Flickr needs video. No really. Yahoo! has been struggling under the weight of Flickr since they bought it trying to find different ways to monetize but the answer lies in video. Let’s start with a scenario and maybe you’ll get where I’m going with this.
Thanksgiving. This year. It’s not yet time to dive into the golden brown bird so everyone is gathered around the new babies talking. Jim and Sue have the video camera rolling right as their daughter takes her first steps. Awesome! Jim says he wants to edit the video before putting it online for everyone to see. No problem since Jim lives in Wisconsin and he’s only at you house visiting.
Jim goes home after the holiday, edits his video and gets ready to put it online. Where should Jim upload it to? Youtube? Google video? Kind of impersonal. Jim doesn’t really want to share video of his daughter taking her first steps right alongside videos of drunken teen girls kissing and dancing to “Barbie Girl”.

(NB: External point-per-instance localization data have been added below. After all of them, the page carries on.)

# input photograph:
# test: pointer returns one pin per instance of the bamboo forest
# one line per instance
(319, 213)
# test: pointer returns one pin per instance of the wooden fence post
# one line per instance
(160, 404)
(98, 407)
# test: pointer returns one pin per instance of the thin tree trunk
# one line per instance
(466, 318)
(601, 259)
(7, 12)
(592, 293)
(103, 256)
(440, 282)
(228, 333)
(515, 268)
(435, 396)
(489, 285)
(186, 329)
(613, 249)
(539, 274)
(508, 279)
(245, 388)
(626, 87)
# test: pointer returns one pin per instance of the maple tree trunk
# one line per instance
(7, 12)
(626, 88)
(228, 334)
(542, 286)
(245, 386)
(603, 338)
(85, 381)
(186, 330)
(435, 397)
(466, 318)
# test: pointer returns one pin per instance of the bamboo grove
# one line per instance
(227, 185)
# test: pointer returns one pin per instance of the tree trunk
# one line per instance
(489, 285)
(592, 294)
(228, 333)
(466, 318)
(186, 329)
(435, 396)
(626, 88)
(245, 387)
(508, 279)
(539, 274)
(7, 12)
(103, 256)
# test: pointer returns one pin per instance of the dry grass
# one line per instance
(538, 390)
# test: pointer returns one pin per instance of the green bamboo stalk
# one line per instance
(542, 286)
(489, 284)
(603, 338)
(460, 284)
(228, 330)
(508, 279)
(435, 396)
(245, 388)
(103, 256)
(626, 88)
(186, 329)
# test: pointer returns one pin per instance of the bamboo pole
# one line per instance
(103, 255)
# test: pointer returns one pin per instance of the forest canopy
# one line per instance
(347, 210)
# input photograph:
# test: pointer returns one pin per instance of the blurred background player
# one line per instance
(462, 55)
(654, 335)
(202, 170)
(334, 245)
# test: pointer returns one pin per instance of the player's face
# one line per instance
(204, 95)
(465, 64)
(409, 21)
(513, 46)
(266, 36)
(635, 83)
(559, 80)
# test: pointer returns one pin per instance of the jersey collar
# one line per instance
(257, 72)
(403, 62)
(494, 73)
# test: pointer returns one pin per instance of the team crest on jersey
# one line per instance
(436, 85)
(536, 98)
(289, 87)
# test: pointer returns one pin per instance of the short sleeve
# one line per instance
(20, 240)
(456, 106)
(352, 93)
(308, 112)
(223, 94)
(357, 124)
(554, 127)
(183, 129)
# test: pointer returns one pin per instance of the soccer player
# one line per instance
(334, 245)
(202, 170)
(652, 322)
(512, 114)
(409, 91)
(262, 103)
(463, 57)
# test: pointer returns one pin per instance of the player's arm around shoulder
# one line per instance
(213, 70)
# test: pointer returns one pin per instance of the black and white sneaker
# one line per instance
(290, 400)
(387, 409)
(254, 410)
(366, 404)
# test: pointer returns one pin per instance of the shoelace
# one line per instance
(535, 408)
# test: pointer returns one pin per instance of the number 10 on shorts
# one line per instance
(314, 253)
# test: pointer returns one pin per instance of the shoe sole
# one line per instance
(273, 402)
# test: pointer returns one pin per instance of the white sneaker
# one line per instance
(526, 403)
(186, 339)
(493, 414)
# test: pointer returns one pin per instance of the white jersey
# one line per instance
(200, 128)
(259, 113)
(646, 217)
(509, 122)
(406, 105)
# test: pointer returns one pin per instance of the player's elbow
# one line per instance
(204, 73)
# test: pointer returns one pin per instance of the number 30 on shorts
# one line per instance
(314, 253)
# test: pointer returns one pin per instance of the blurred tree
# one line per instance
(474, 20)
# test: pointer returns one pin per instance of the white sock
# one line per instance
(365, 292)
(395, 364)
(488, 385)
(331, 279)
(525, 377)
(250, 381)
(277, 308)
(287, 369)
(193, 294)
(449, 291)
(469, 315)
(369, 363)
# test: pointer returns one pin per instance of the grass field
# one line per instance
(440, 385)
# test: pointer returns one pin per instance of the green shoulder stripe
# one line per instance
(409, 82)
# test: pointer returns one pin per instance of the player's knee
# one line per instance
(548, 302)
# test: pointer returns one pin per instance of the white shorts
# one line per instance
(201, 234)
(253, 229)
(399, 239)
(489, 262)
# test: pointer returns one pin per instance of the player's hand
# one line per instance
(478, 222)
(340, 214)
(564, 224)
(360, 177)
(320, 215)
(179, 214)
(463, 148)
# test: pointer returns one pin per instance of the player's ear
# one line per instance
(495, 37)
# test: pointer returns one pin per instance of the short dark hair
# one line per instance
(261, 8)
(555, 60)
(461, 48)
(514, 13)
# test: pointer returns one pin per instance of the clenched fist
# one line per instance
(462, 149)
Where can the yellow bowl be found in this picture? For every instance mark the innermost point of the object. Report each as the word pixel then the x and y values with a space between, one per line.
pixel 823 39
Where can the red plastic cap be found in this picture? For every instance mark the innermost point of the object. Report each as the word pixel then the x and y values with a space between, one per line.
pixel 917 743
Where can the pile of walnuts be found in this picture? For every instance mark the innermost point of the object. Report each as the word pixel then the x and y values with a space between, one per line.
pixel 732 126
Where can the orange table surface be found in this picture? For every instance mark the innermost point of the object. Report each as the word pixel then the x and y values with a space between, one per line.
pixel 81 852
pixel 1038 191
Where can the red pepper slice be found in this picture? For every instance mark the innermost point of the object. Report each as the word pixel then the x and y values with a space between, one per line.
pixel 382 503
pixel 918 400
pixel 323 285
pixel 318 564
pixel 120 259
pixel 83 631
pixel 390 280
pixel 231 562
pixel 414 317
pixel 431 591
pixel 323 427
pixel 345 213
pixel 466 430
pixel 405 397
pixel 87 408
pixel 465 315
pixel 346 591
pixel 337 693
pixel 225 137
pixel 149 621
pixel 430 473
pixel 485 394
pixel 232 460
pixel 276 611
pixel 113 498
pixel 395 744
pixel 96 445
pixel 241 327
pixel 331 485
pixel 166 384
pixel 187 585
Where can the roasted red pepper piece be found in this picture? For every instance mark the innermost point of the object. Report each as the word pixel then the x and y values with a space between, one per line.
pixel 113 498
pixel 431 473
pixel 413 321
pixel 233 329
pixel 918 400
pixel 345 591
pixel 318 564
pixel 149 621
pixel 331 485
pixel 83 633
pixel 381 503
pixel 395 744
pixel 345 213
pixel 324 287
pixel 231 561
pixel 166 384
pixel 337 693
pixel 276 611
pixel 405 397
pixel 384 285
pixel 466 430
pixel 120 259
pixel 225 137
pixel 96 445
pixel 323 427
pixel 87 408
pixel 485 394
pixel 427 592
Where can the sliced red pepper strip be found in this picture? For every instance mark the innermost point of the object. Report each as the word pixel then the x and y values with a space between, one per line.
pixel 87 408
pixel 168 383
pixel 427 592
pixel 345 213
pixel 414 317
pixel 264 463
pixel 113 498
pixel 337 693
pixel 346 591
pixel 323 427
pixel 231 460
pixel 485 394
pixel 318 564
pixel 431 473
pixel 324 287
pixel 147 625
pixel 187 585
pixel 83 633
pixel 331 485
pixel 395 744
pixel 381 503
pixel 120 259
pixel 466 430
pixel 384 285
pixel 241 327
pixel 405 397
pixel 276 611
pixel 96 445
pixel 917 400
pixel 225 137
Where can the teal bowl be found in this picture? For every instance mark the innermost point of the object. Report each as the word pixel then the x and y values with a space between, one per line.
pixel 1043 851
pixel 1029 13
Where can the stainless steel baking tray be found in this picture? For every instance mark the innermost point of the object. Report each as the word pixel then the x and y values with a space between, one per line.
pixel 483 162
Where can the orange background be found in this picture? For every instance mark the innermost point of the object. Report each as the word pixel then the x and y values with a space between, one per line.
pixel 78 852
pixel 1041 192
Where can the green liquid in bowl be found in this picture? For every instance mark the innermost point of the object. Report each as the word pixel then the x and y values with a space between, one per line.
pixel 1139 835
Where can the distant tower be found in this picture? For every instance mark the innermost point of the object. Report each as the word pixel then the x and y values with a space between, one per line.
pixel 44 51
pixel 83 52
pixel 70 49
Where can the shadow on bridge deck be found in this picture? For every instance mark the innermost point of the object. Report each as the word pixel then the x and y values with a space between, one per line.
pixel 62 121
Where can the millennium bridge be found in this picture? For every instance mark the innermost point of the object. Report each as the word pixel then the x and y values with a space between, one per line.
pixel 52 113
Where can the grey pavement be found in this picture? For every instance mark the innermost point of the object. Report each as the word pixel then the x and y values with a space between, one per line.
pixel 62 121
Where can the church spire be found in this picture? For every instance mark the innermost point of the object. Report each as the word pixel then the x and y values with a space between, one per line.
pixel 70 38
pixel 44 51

What about one of the other video hosting sites? Who? I’ve never heard of them and odds are Gramma never has either. So Jim shuts down his computer and the video never leaves the desktop.
This is where Flickr comes in.
Flickr has already established brand superiority in online photo uploading. Millions of people upload every day! The user base is already there. There just needs to be a way for them to upload video now. WHICH brings me to the next point.
Flickr has developed an easy to use system for uploading and has left the API open so developers can build upon the system.
And the final point, monetization. Transcribing the video from whatever format it’s uploaded in to Flash based video or H.264 for download gives Yahoo! the opportunity to throw in “content sensitive” ads at the beginning or end of the video. This means money, money, money.
How cool would it be to go to your Flickr contacts list and see not only the photos but the videos your friends have upload? Huh? Huh? Is that cool or what?
Yahoo! this is your chance to make a comeback. Don’t mess this up.